Und dann, zwar schon viel seltener als früher, gibt es noch den totalen Blackout – wo nichts mehr geht. Es sind die Tage, an denen der Rucksack unerträglich ist. So schwer, dass er mich gar nicht aufstehen lässt. Der Tag zusätzlich mit großen, schwarzen Gewitterwolken startet, der Kopf vor Schmerz zu zerplatzten scheint, der ganze Körper bis zur kleinen Zehe schwach ist, der Magen mit Übelkeit reagiert nicht einmal einen Schluck Wasser hält. Jedes Geräusch im Kopf dröhnt und jeder ansonsten angenehme und wärmende Sonnenstrahl die Augen erdolcht, und ich nur darauf warte, bis das Gewitter abzieht. Ein furchtbarer Zustand, den man keinem Menschen wünscht. An diesen Tagen kann ich nichts machen, da trägt mich nur die Hoffnung und Erwartung, dass mein Zustand sich möglichst rasch bessert und die positiven Lebensgeister wieder das Ruder übernehmen.
Obwohl der Rucksack immer dabei ist und an manchen Tagen gar unerträglich ist, bin ich sehr stolz darauf, ihn die meiste Zeit mit Würde tragen zu können. Der Gedanke an die Sonnenscheintage erfüllen mich immer wieder mit großem Mut und Freude und ich denke mir – so bin ich, das ist mein echtes Naturell!
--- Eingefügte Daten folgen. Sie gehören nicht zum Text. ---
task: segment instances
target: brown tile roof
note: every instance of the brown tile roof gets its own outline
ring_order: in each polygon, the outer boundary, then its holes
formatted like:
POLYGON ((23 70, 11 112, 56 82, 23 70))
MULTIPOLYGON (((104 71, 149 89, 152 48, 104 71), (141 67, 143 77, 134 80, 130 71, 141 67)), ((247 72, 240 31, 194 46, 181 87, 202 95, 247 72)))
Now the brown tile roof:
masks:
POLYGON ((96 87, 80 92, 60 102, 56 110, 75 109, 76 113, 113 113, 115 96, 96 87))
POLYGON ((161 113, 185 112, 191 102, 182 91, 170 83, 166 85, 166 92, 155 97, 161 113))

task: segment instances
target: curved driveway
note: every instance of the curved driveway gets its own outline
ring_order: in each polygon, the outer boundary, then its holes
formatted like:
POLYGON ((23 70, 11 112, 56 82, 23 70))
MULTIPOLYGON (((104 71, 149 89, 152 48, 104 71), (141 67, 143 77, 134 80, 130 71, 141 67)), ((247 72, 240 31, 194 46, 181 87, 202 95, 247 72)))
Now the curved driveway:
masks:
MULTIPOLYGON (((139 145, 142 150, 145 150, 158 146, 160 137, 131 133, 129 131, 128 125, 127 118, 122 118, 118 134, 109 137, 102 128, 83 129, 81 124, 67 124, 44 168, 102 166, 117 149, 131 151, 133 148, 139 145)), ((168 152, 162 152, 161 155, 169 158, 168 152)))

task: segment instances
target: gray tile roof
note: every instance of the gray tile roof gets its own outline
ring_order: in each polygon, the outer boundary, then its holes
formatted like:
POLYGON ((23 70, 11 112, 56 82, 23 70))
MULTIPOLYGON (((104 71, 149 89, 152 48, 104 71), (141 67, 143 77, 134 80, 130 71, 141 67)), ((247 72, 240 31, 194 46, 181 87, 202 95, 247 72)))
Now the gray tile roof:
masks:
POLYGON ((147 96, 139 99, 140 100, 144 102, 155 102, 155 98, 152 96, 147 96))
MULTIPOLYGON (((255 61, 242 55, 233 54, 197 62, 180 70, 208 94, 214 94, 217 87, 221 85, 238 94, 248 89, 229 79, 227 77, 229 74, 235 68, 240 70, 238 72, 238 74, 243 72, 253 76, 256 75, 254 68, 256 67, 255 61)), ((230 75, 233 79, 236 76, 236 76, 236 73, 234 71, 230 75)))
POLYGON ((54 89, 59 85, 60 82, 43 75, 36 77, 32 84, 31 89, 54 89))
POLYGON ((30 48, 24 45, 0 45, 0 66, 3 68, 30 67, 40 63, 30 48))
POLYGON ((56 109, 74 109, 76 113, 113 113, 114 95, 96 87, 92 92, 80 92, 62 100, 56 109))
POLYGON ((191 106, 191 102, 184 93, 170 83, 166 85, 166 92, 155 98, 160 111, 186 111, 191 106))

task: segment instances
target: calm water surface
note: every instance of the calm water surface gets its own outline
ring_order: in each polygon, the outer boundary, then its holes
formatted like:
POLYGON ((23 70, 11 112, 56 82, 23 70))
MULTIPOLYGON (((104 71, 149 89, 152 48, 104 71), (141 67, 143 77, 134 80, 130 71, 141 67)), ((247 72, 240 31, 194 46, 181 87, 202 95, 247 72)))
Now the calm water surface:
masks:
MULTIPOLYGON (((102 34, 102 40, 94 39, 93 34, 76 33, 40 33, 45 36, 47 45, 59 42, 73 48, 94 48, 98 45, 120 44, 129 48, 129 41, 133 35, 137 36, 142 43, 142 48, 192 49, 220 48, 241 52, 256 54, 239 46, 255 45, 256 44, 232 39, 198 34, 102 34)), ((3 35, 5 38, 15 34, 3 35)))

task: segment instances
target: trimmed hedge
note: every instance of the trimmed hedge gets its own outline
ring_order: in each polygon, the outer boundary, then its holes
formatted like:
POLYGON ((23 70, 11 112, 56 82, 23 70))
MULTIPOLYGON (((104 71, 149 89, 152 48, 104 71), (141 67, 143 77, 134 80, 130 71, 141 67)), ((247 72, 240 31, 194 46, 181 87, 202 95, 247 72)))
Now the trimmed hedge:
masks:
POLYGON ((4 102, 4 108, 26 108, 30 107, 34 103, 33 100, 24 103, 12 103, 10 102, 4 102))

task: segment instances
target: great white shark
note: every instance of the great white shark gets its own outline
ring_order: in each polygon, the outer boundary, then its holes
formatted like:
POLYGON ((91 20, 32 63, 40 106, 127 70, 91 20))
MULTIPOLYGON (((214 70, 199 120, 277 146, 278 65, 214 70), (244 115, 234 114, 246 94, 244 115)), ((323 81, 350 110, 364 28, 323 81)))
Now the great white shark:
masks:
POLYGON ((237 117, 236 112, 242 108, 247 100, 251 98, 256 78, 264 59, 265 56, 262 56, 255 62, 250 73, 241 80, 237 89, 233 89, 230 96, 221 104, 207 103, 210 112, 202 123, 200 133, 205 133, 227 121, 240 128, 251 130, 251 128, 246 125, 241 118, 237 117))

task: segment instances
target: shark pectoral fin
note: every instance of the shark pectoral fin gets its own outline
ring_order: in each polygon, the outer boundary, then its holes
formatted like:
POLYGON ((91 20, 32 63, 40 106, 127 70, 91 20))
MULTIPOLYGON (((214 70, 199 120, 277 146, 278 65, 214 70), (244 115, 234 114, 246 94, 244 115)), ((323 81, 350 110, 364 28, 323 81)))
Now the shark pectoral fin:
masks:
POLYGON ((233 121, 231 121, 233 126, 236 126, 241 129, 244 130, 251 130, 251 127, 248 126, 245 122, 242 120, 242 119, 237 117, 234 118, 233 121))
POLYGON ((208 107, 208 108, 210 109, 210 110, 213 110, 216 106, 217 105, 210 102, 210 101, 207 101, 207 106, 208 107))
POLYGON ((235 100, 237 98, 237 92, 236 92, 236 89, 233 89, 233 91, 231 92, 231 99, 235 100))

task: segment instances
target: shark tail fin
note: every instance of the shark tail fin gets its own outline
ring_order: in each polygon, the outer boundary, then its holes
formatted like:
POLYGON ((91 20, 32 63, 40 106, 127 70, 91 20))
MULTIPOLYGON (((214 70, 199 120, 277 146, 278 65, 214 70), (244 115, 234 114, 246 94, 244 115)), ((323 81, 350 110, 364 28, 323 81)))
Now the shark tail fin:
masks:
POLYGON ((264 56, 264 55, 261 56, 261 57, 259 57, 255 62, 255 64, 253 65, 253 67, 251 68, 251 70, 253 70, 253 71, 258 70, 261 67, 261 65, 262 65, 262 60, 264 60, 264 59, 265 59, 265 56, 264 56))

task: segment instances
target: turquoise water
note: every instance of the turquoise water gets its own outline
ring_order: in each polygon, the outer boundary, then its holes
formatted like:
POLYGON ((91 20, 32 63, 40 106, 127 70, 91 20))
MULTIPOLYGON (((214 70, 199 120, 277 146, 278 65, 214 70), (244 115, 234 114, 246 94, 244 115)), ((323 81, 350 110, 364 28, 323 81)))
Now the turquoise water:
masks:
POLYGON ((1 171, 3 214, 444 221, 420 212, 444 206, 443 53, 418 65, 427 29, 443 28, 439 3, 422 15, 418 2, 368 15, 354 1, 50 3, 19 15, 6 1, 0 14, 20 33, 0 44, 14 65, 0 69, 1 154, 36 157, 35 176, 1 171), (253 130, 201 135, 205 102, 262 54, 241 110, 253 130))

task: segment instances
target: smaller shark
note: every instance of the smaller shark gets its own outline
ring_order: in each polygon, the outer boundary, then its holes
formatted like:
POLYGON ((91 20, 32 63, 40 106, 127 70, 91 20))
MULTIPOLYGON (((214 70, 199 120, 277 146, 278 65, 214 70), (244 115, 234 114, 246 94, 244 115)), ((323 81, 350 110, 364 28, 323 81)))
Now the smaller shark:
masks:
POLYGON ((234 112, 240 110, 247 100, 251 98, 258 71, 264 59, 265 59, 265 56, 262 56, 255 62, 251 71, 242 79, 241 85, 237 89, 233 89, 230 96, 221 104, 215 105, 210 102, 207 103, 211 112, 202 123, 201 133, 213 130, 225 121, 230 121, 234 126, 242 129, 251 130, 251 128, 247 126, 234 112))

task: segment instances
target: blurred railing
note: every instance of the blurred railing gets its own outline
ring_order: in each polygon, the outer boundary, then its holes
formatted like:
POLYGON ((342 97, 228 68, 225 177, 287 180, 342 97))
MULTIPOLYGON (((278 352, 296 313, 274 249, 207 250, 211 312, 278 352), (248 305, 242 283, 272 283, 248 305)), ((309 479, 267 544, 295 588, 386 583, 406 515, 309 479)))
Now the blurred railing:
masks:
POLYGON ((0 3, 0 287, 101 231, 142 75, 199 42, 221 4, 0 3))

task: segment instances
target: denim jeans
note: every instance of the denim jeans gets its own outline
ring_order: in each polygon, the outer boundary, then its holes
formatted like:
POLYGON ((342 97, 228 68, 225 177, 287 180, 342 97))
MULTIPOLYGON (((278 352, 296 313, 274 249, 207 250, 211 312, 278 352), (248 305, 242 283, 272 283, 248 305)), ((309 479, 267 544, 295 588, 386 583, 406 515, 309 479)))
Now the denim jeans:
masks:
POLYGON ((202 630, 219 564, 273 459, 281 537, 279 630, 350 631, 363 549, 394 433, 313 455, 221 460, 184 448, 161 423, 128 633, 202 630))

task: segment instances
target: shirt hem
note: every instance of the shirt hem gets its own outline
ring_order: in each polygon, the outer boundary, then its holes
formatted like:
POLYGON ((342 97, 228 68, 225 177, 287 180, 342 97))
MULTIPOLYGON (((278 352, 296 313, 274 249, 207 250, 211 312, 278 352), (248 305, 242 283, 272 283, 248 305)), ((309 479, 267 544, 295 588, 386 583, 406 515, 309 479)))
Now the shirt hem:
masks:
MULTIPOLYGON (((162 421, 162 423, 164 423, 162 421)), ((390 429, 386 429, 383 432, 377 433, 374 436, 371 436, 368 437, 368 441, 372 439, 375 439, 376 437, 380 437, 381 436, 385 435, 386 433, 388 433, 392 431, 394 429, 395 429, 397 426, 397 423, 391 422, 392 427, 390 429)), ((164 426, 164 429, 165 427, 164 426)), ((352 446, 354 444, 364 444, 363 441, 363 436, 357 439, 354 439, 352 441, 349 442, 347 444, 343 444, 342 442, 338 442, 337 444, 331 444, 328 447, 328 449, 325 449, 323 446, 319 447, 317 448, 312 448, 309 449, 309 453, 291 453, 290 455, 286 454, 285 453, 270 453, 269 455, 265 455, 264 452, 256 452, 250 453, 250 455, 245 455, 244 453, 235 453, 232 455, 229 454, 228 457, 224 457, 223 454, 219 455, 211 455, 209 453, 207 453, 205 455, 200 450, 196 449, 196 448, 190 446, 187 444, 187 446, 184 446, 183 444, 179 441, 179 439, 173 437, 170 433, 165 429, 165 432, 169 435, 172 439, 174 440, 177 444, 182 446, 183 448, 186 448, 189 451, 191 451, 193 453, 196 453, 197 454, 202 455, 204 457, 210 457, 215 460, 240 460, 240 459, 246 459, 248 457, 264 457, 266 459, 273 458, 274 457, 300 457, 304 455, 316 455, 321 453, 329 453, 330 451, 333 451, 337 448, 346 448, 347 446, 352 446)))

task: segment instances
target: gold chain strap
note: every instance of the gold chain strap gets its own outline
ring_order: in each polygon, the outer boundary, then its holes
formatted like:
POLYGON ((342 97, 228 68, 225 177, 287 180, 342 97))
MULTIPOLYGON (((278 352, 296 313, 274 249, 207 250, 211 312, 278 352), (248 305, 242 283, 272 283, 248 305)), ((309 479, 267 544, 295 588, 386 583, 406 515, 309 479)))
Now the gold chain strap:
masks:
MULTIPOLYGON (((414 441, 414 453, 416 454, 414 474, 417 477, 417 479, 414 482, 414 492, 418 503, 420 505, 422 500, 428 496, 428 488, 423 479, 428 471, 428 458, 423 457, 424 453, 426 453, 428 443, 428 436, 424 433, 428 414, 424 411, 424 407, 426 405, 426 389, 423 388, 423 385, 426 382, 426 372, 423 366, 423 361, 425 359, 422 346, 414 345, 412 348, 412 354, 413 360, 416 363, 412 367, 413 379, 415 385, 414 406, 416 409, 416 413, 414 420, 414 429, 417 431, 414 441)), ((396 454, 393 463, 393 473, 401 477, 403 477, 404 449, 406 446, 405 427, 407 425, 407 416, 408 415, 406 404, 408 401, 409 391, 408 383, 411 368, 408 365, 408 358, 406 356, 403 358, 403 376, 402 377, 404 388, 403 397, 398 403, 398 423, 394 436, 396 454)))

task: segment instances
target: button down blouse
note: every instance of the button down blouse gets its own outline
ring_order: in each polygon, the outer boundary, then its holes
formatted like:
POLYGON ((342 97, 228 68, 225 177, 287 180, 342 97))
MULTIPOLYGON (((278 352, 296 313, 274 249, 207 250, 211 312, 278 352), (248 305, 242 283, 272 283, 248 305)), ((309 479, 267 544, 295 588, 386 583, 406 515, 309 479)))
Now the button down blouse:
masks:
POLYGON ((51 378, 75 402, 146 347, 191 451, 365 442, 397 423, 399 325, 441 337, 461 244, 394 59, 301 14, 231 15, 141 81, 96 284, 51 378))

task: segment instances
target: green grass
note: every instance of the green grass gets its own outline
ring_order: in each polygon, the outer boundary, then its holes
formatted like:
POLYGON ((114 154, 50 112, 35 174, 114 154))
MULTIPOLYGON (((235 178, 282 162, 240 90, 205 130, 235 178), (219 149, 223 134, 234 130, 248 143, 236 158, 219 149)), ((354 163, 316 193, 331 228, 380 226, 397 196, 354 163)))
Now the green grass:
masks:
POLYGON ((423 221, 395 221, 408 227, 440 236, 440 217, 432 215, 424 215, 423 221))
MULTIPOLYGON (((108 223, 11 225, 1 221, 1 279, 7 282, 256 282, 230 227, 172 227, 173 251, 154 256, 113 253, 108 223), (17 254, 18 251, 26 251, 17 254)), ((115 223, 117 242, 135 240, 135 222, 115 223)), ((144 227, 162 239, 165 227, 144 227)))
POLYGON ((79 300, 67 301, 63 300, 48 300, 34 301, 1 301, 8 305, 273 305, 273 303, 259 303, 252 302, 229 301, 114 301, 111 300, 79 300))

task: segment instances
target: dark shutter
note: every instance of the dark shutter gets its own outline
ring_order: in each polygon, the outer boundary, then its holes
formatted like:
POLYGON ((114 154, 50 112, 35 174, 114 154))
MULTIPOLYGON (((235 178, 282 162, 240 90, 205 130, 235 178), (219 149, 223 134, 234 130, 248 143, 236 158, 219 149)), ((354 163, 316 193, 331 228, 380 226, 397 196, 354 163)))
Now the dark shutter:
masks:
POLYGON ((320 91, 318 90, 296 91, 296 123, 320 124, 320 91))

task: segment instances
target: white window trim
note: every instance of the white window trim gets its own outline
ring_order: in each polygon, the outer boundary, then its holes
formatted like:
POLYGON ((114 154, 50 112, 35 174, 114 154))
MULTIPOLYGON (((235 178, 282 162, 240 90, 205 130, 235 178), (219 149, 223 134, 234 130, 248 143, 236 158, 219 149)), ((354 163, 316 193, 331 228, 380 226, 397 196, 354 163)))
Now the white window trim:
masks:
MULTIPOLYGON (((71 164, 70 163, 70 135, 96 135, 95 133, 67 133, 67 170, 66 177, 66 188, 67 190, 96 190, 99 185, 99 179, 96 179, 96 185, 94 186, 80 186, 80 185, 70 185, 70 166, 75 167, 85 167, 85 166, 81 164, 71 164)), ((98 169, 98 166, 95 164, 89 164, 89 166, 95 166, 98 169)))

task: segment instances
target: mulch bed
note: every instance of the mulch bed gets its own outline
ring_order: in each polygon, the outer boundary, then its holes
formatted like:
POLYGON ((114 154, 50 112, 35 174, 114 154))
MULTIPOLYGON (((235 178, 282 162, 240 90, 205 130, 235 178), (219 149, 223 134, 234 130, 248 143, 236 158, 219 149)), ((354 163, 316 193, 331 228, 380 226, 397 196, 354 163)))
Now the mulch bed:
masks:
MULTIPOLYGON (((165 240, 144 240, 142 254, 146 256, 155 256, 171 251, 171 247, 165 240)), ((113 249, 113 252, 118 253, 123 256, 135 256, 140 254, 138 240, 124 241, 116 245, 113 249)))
Um wieder auf den Eisberg zurückzukommen – das stehe ich gefühlt erhaben an der Spitze mit vollem Überblick!
Das Leben ist so schön - ich habe das große Privileg, es noch intensiver erfahren und wertschätzen zu dürfen.
Jetzt, wo ihr diese Geschichte kennt und wisst, wünsche ich mir von euch nichts weiter als euer Verständnis für meine Situation und für mich wünsche ich mir möglichst viele Sonnenscheintage!